Sound Transit’s contract specifically says Rogoff will receive an ORCA card, a perk also given to all 745 agency employees.
What’s unusual, for the chief of a big institution, is that Rogoff declined an automobile stipend.
“He didn’t think it would be a good example to set, to receive a car allowance,” Karras said. “He wants to depend on public transit as much as possible.”
Rogoff is temporarily staying with friends in Northeast Seattle, so it’s unclear which transit lines he’ll use. His family will wait several months to relocate from Washington, D.C., Karras said.
His predecessor, Joni Earl, frequently rode Sounder commuter trains from Tacoma into Seattle, but also used buses or a car for evening travel, a byproduct of her extreme work schedule.
Earl, a graduate of Washington State University, is widely praised for her diplomatic skills, and for rescuing the agency after a fiscal crisis. She has been sidelined by a brain injury since April 2014, and is on unpaid medical leave, replaced by interim CEO Mike Harbour.

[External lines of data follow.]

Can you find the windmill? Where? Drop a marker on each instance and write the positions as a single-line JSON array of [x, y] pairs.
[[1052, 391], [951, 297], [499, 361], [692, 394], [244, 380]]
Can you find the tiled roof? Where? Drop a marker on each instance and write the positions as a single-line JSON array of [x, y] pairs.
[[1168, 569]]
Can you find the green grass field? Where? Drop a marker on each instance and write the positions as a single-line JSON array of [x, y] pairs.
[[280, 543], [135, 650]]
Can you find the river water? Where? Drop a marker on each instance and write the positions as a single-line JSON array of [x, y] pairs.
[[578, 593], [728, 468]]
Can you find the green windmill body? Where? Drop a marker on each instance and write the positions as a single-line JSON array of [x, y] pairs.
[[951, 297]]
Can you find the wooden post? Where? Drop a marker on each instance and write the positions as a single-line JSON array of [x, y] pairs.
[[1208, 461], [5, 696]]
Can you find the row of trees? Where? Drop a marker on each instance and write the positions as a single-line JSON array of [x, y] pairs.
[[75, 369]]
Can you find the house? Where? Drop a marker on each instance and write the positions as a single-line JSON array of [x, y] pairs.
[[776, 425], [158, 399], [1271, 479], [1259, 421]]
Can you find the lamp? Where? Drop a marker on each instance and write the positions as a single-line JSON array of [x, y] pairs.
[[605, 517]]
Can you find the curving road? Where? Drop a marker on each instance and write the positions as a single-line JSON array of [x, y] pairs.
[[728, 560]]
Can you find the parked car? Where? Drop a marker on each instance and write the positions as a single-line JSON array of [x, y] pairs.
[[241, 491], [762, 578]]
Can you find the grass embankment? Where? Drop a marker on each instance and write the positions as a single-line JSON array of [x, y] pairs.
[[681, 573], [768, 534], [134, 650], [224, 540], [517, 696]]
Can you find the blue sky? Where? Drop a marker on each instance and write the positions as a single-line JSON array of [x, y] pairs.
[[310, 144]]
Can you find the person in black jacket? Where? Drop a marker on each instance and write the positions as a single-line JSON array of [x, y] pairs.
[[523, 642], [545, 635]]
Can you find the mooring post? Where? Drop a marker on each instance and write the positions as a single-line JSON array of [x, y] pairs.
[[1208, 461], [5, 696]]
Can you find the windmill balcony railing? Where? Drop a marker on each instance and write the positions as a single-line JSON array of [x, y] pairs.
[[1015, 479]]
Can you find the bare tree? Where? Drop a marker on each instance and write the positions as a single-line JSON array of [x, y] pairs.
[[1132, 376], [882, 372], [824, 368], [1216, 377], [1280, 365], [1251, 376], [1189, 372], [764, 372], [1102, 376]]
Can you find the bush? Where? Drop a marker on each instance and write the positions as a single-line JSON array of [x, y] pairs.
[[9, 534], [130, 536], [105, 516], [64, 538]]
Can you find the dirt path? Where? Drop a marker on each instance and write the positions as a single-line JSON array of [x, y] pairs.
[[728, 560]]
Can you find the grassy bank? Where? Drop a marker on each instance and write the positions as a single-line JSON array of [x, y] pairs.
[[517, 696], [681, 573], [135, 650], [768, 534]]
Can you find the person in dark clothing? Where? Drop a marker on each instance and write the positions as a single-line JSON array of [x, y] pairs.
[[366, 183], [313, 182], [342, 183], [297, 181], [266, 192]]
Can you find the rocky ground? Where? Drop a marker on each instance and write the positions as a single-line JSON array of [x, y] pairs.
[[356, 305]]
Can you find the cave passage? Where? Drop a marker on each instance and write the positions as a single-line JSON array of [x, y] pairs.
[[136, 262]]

Earl would have earned $253,000 last year at full duty. Over the years she occasionally skipped annual raises, including one during the recession. Earl holds the title CEO emeritus and will retire in March, when the new U-Link tunnel opens connecting Westlake Station, Capitol Hill and Husky Stadium.
Other provisions of Rogoff’s contract include:
• Annual raises of 5 percent, plus an additional 10 percent for performance, at the discretion of the transit board.
• 30 days yearly paid vacation, and 12 days paid sick leave.
• Reimbursed moving expenses of up to $20,000 this year and $20,000 next year.
• A $250 monthly allowance to cover incidental costs, such as work-related meals during local trips.
• Binding arbitration in the event of contract disputes.
• A “nondisparagement” clause, in which neither Rogoff nor the transit board will speak ill of each other.